I/Q Imbalance Aware Widely-Linear Receiver for Uplink Multi-Cell Massive MIMO Systems

TL;DR

This paper introduces an IQ imbalance aware widely-linear receiver for uplink multi-cell massive MIMO systems, effectively mitigating hardware impairments and interference, and demonstrating near-ideal performance in simulations.

Contribution

It proposes a novel widely-linear MMSE receiver that jointly mitigates IQ imbalance and multi-user interference in massive MIMO uplink systems.

Findings

The IQI aware WLMMSE receiver achieves performance close to ideal systems.

IQ imbalance causes significant performance loss if unaddressed.

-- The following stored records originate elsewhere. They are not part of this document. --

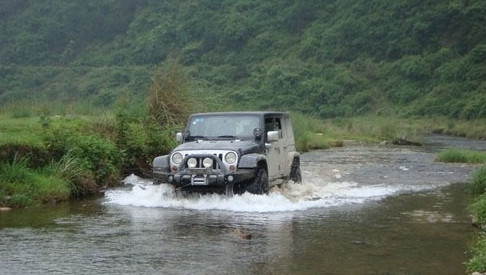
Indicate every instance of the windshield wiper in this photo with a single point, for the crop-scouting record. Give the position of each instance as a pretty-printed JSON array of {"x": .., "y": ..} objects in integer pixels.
[
  {"x": 196, "y": 137},
  {"x": 228, "y": 136}
]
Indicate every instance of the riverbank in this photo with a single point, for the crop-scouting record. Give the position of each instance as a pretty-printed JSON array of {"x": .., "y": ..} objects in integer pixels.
[{"x": 82, "y": 154}]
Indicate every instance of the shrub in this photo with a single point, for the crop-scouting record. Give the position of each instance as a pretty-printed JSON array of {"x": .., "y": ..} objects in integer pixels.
[
  {"x": 21, "y": 186},
  {"x": 478, "y": 185},
  {"x": 478, "y": 262},
  {"x": 462, "y": 156}
]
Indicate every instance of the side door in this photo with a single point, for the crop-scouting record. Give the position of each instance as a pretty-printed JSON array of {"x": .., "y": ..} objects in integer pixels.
[{"x": 275, "y": 152}]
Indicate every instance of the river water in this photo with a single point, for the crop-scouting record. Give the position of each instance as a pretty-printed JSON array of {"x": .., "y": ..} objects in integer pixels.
[{"x": 360, "y": 210}]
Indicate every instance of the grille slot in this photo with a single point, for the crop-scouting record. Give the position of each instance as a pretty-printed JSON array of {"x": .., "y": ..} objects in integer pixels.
[{"x": 200, "y": 162}]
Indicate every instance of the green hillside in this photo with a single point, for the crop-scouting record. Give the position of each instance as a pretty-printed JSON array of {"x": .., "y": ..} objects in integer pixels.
[{"x": 325, "y": 58}]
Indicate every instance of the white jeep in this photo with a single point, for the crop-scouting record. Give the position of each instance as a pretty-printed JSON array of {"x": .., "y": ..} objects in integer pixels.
[{"x": 231, "y": 152}]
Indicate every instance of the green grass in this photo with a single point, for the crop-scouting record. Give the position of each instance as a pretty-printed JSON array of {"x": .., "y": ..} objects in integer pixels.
[
  {"x": 477, "y": 263},
  {"x": 21, "y": 186},
  {"x": 462, "y": 156},
  {"x": 24, "y": 130}
]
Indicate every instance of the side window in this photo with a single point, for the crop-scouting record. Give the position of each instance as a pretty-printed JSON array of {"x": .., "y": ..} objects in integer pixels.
[{"x": 274, "y": 124}]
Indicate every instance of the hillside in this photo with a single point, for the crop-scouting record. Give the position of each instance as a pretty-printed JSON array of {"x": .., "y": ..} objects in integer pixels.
[{"x": 326, "y": 58}]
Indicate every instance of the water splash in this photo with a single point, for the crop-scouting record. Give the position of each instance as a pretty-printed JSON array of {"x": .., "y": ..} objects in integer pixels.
[{"x": 289, "y": 197}]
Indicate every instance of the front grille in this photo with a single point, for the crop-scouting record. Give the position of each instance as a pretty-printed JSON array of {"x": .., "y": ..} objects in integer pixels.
[{"x": 200, "y": 161}]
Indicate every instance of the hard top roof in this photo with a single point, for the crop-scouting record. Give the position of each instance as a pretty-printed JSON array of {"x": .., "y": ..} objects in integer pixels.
[{"x": 236, "y": 113}]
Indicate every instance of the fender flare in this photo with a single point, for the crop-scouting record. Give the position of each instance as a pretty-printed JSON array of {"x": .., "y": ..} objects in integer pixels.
[
  {"x": 161, "y": 163},
  {"x": 251, "y": 161}
]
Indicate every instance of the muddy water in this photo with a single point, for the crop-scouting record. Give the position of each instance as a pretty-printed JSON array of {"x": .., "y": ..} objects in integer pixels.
[{"x": 360, "y": 210}]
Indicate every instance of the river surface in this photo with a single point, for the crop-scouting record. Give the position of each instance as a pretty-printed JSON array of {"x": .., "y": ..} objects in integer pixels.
[{"x": 360, "y": 210}]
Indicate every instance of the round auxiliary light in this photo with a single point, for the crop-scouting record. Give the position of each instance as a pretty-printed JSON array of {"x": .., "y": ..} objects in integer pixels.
[
  {"x": 230, "y": 158},
  {"x": 207, "y": 162},
  {"x": 177, "y": 158},
  {"x": 192, "y": 162}
]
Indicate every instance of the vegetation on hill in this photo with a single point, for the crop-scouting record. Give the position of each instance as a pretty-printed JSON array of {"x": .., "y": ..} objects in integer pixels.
[{"x": 324, "y": 58}]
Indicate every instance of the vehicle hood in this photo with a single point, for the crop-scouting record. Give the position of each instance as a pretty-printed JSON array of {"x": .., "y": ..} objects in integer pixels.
[{"x": 241, "y": 146}]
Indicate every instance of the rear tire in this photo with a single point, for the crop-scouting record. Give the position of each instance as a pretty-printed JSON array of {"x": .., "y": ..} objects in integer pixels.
[
  {"x": 296, "y": 176},
  {"x": 229, "y": 192},
  {"x": 260, "y": 183}
]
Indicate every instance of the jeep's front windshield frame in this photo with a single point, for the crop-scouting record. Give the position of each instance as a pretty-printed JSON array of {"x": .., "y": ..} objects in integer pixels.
[{"x": 227, "y": 126}]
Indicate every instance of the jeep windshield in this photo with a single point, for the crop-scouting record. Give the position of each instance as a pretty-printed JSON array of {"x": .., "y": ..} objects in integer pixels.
[{"x": 222, "y": 127}]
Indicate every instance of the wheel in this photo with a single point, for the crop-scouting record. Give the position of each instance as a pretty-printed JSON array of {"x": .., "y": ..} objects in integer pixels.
[
  {"x": 296, "y": 175},
  {"x": 260, "y": 183},
  {"x": 229, "y": 190}
]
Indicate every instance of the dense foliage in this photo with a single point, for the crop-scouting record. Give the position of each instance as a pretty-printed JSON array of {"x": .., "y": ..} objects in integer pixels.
[{"x": 327, "y": 58}]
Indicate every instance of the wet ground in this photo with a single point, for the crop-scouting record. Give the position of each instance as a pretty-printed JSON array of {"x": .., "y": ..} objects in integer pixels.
[{"x": 360, "y": 210}]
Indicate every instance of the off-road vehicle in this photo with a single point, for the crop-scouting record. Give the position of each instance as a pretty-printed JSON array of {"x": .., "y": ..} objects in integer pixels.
[{"x": 231, "y": 152}]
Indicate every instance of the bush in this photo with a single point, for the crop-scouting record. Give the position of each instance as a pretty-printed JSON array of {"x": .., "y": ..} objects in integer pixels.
[
  {"x": 462, "y": 156},
  {"x": 94, "y": 152},
  {"x": 478, "y": 262},
  {"x": 21, "y": 186},
  {"x": 478, "y": 185}
]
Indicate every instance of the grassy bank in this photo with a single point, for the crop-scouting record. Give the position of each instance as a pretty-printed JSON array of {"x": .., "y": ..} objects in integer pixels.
[
  {"x": 312, "y": 133},
  {"x": 477, "y": 263},
  {"x": 107, "y": 145},
  {"x": 52, "y": 158},
  {"x": 477, "y": 187}
]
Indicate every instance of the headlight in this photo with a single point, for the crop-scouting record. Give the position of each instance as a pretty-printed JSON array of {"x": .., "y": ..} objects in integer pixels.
[
  {"x": 192, "y": 162},
  {"x": 207, "y": 162},
  {"x": 177, "y": 158},
  {"x": 230, "y": 158}
]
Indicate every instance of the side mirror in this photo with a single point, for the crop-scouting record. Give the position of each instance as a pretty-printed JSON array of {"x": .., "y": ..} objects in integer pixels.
[
  {"x": 179, "y": 137},
  {"x": 272, "y": 136}
]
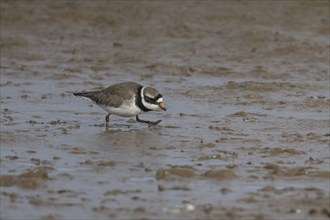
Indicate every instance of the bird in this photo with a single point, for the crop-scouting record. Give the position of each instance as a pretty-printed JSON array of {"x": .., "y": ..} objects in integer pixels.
[{"x": 127, "y": 99}]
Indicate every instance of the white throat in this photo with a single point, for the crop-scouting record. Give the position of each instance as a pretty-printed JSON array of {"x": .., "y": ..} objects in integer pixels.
[{"x": 149, "y": 106}]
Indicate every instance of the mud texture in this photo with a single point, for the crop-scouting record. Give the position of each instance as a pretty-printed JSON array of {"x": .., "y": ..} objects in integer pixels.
[{"x": 246, "y": 134}]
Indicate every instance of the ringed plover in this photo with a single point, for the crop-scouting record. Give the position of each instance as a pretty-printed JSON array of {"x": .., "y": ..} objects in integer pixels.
[{"x": 127, "y": 99}]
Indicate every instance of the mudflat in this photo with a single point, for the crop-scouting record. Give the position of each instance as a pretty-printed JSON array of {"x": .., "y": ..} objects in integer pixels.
[{"x": 246, "y": 134}]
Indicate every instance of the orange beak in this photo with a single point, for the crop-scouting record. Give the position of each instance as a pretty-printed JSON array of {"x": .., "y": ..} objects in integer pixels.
[{"x": 162, "y": 106}]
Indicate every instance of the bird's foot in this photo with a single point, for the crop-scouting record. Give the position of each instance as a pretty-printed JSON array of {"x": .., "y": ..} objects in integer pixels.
[{"x": 150, "y": 123}]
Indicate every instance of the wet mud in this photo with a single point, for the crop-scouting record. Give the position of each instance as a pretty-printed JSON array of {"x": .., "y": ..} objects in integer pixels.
[{"x": 246, "y": 134}]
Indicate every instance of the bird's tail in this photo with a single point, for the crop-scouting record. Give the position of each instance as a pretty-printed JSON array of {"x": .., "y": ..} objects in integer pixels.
[{"x": 91, "y": 95}]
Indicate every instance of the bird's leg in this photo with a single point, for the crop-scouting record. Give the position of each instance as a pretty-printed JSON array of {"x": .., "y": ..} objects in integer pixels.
[
  {"x": 107, "y": 120},
  {"x": 147, "y": 122}
]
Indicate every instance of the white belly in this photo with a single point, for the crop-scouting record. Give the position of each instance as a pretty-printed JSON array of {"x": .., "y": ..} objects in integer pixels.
[{"x": 127, "y": 109}]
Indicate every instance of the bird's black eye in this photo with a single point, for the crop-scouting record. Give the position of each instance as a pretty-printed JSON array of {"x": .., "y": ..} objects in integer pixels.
[
  {"x": 158, "y": 97},
  {"x": 149, "y": 100}
]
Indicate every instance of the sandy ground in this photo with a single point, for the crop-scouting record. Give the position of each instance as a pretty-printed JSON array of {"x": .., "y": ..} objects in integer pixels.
[{"x": 246, "y": 134}]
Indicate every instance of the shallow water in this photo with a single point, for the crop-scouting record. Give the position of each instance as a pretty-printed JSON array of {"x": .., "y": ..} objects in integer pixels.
[{"x": 246, "y": 134}]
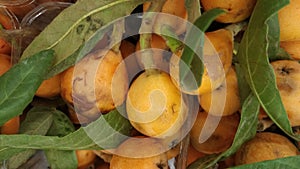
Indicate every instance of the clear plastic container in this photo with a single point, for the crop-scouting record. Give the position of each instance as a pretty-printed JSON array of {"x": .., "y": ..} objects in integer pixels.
[
  {"x": 32, "y": 23},
  {"x": 38, "y": 18},
  {"x": 9, "y": 41}
]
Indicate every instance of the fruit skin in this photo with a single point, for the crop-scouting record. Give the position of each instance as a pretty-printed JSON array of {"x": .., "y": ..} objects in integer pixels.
[
  {"x": 12, "y": 126},
  {"x": 193, "y": 155},
  {"x": 159, "y": 49},
  {"x": 289, "y": 21},
  {"x": 265, "y": 146},
  {"x": 97, "y": 84},
  {"x": 140, "y": 153},
  {"x": 228, "y": 88},
  {"x": 85, "y": 158},
  {"x": 5, "y": 63},
  {"x": 287, "y": 74},
  {"x": 218, "y": 48},
  {"x": 221, "y": 139},
  {"x": 237, "y": 10},
  {"x": 169, "y": 112},
  {"x": 50, "y": 87},
  {"x": 292, "y": 48}
]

Analytical sum rate expressions validate the effectiveness of the proposed method.

Abstract

In-phase/quadrature-phase (I/Q) imbalance is one of the most important hardware impairments in communication systems. It arises in the analogue parts of direct conversion radio frequency (RF) transceivers and can cause severe performance losses. In this paper, I/Q imbalance (IQI) aware widely-linear (WL) channel estimation and data detection schemes for uplink multi-cell massive multiple-input multiple-output (MIMO) systems are proposed. The resulting receiver is a WL extension of the minimum mean square error (MMSE) receiver and jointly mitigates multi-user interference and IQI by processing the real and the imaginary parts of the received signal separately. The IQI arising at both the base station (BS) and the user terminals (UTs) is then taken into account. The considered channel state information (CSI) acquisition model includes the effects of both estimation errors and pilot contamination, which is caused by the reuse of the same training sequences in neighboring cells. We apply results from random matrix theory to derive analytical expressions for the achievable sum rates of the proposed IQI aware and conventional IQI unaware receivers. Our simulation results show that the performance of the proposed IQI aware WLMMSE receiver in a system with IQI is close to that of the MMSE receiver in an ideal system without IQI. Moreover, our results for the sum rate of the IQI unaware MMSE receiver reveal that the performance loss due to IQI can be large and, if left unattended, does not vanish for large numbers of BS antennas.